Section 169A of the Clean Air Act provides for a visibility protection program to protect scenic vistas in 156 of the country’s federally managed wild areas, including national parks, wilderness areas, and wildlife refuges. Visibility in these wild areas (called mandatory Class I federal areas) is impaired by fine particulate matter generated from man-made sources. The fine particles scatter and absorb light that would otherwise reach the eye of an observer, thereby reducing visibility.

US EPA calls the impairment of visibility “regional haze”, which is defined in 40CFR51.300 as “… visibility impairment that is caused by the emission of air pollutants from numerous sources located over a wide geographic area.” Visibility impairment is defined as “… any humanly perceptible change in visibility (light extinction, visual range, contrast, coloration) from that which would have existed under natural conditions.”

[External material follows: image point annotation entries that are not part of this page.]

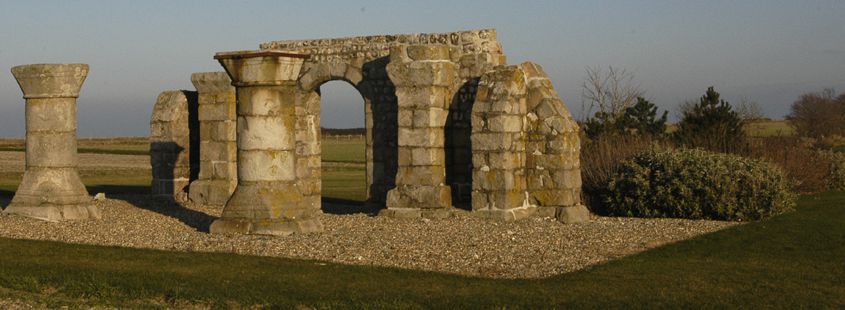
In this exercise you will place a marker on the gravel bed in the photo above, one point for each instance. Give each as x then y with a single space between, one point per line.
531 248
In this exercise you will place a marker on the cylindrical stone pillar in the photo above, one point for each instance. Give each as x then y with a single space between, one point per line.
267 199
425 80
51 189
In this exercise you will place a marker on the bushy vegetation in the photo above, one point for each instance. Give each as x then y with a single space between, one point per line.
639 119
696 184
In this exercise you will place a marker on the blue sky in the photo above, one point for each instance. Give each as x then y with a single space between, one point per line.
764 51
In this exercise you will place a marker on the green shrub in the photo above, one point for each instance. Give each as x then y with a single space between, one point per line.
696 184
836 169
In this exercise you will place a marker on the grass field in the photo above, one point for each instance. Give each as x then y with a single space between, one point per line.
762 128
790 261
341 181
343 150
120 146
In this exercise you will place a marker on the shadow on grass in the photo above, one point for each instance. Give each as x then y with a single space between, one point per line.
169 207
341 206
5 198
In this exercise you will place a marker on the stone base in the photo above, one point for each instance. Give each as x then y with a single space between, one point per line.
210 192
573 214
506 214
265 227
53 194
269 201
54 213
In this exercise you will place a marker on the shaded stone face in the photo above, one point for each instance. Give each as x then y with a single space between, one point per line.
267 199
51 189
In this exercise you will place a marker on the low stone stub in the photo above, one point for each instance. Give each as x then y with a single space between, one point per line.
218 153
268 198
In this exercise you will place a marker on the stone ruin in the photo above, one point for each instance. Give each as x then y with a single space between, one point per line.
448 125
51 189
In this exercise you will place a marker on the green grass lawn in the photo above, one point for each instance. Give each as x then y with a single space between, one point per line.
791 261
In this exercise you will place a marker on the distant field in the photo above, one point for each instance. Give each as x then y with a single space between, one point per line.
767 128
345 149
122 146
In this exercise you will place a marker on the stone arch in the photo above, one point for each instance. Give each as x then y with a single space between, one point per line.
370 79
458 144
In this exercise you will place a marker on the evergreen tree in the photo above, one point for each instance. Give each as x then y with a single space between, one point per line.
711 124
642 119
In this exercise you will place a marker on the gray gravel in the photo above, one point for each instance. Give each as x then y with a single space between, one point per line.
530 248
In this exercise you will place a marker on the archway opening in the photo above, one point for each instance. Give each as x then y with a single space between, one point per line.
343 148
458 145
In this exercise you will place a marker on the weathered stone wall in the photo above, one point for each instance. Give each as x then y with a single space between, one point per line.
448 124
174 141
218 170
553 149
51 188
362 62
498 145
525 147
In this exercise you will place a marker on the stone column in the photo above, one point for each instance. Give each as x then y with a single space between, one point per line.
218 148
267 199
425 79
51 189
173 144
498 146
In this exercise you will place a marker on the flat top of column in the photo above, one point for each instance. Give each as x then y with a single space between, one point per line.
259 53
50 80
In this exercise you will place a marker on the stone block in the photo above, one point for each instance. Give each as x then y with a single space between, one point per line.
428 52
260 133
505 123
421 175
419 197
427 156
433 117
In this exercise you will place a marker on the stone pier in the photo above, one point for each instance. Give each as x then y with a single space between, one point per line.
218 175
267 199
424 77
51 188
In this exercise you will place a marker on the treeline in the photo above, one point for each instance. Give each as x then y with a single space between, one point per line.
709 167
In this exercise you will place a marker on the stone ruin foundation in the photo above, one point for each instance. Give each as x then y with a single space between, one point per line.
448 125
51 188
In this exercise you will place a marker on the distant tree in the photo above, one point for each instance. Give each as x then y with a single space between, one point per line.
818 115
749 110
606 95
642 118
711 124
609 92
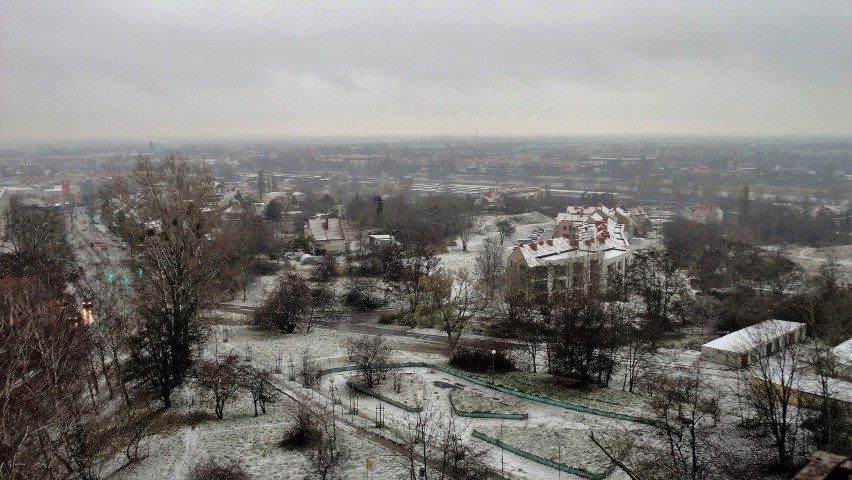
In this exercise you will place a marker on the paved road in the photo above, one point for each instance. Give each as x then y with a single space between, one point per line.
359 322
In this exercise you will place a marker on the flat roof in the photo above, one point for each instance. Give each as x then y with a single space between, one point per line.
747 338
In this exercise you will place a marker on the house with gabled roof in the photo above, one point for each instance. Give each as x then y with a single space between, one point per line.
327 235
706 214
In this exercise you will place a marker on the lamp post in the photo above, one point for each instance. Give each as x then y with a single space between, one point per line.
559 462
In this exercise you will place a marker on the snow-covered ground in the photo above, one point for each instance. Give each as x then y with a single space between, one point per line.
254 441
811 259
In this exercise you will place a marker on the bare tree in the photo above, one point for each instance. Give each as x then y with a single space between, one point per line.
404 265
688 408
322 307
490 265
330 452
655 277
584 338
169 209
470 222
308 368
454 300
258 382
222 379
287 306
769 386
46 428
505 229
371 356
519 317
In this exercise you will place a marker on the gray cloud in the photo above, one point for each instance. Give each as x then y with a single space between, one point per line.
149 69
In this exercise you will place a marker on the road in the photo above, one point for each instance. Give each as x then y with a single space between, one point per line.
362 323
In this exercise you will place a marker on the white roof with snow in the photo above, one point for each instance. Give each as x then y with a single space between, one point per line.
843 352
559 249
747 338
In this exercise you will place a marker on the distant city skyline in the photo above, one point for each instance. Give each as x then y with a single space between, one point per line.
139 70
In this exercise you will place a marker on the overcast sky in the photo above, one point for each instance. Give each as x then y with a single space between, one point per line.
151 70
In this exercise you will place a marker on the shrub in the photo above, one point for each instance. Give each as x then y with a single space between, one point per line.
304 432
361 294
265 267
211 470
388 318
481 360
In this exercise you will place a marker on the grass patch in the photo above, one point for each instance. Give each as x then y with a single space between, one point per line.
549 386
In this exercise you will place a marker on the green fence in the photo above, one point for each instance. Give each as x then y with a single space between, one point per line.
499 388
544 461
373 393
504 416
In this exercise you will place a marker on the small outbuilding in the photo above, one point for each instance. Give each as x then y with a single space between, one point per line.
843 358
738 349
328 235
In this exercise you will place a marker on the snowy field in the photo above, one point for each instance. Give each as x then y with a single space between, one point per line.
254 441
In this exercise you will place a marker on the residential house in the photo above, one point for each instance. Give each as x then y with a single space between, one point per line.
588 261
706 214
743 347
328 235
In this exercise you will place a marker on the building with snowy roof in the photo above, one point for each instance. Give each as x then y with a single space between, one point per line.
328 234
743 347
843 358
706 214
574 217
561 263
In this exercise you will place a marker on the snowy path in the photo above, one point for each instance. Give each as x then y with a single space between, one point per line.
190 454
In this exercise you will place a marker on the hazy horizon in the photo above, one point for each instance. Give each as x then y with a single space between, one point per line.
138 71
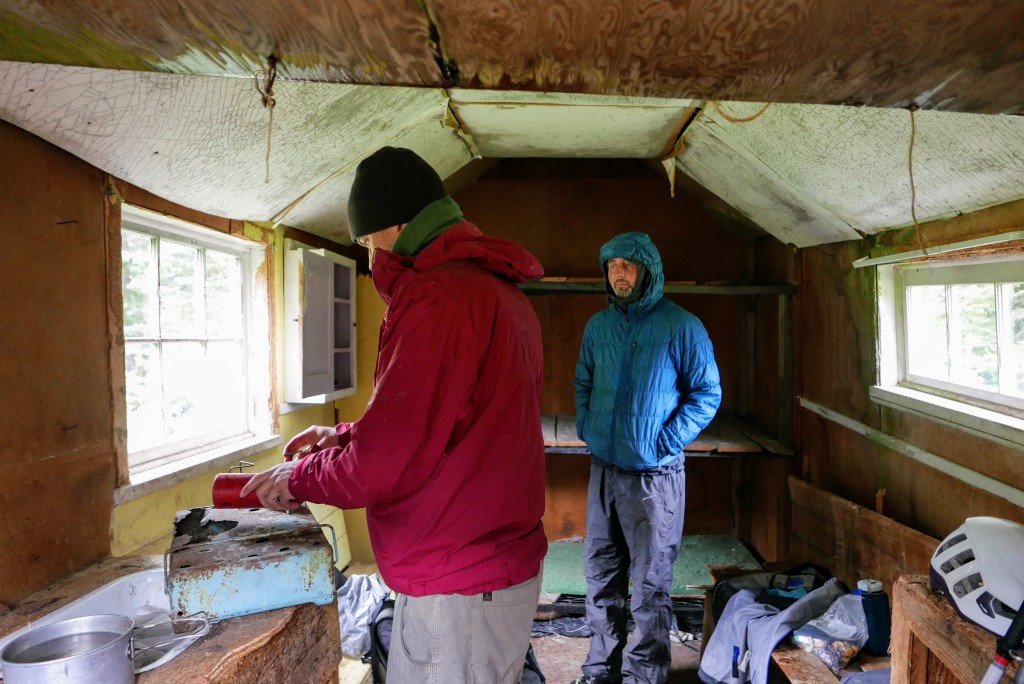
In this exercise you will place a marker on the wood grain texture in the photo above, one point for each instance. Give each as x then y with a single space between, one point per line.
931 643
54 370
345 42
871 52
853 542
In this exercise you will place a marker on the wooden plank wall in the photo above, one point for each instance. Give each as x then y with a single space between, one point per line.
56 421
853 542
563 211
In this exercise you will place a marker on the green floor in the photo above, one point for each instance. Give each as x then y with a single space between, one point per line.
563 564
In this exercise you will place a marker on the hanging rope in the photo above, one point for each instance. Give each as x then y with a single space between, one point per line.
913 191
263 82
738 120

The goal of the visibility protection program is to restore the visibility in each of the Class I areas to its natural value by reducing man-made emissions of pollutants. EPA’s regional haze rules (40CFR51.300 - 40CFR51.309) establish a framework for achievement of natural visibility by 2064, starting from a baseline period of 2000 – 2004. For the purpose of the regional haze rules, visibility impairment is based on ambient measurements at selected monitors and is expressed in units of deciviews (dv). Lower impairment corresponds to better visibility. For more information on EPA’s regional haze rules, see https://www.epa.gov/visibility/visibility-regulatory-actions

In Georgia there are three mandatory Class I areas:

  • Cohutta Wilderness Area (northwest GA),
  • Okefenokee National Wildlife Refuge (south central GA), and
  • Wolf Island National Wildlife Refuge (coastal GA).

There are numerous Class I areas in other southeastern states. Locations of the Class I areas in Georgia and in nearby states are shown on the map below.

Mandatory Class I Federal Areas in Southeastern States

 

The regional haze rule requires Georgia to establish a “reasonable progress” goal for improvement of visibility in each of the State’s Class I areas during each ten-year period until 2064. Georgia is required to establish and implement a long-term strategy that will achieve the reasonable progress goals for Georgia’s Class I areas and support the achievement of the goals for selected out-of-state Class I areas. Georgia’s strategy is documented in Georgia's State Implementation Plan For Regional Haze and is focused on the reduction of SO2 emissions from point sources, primarily coal-fired boilers at power plants and industrial facilities. Emissions of SO2 gas form fine particle pollution (sulfates) that can impact visibility at distant Class I areas.

Progress towards the current ten-year reasonable progress goal is documented in Georgia’s Regional Haze Periodic Progress Report. Based on measurements collected through 2010, the visibility in Georgia’s Class I areas shows significant improvement (i.e., less impairment) compared to the baseline period. See the table below. Installation of additional controls and the retirement of selected coal-fired power plants will result in additional reductions of SO2 emissions prior to 2018. Georgia EPD expects that these additional reductions will lead to the achievement of the reasonable progress goals for visibility in Georgia’s Class I areas by 2018.

Observed Visibility Impairment and 2018 Progress Goal
(5-yr avg* in deciviews)

  2004 2010 2018 goal
20% Worst Days      
- Cohutta 30.25 26.18 22.78
- Okefenokee 27.13 25.01 23.77
- Wolf Island 27.13 25.01 23.77
       
20% Best Days**      
- Cohutta 13.77 12.18 13.77
- Okefenokee 15.23 14.19 15.23
- Wolf Island 15.23 14.19 15.23

* e.g., the value for 2004 is the average of the annual averages for the years 2000-2004
**The regional haze requirement for the 20% best days is to maintain the visibility impairment at or below the baseline (2000 – 2004) impairment.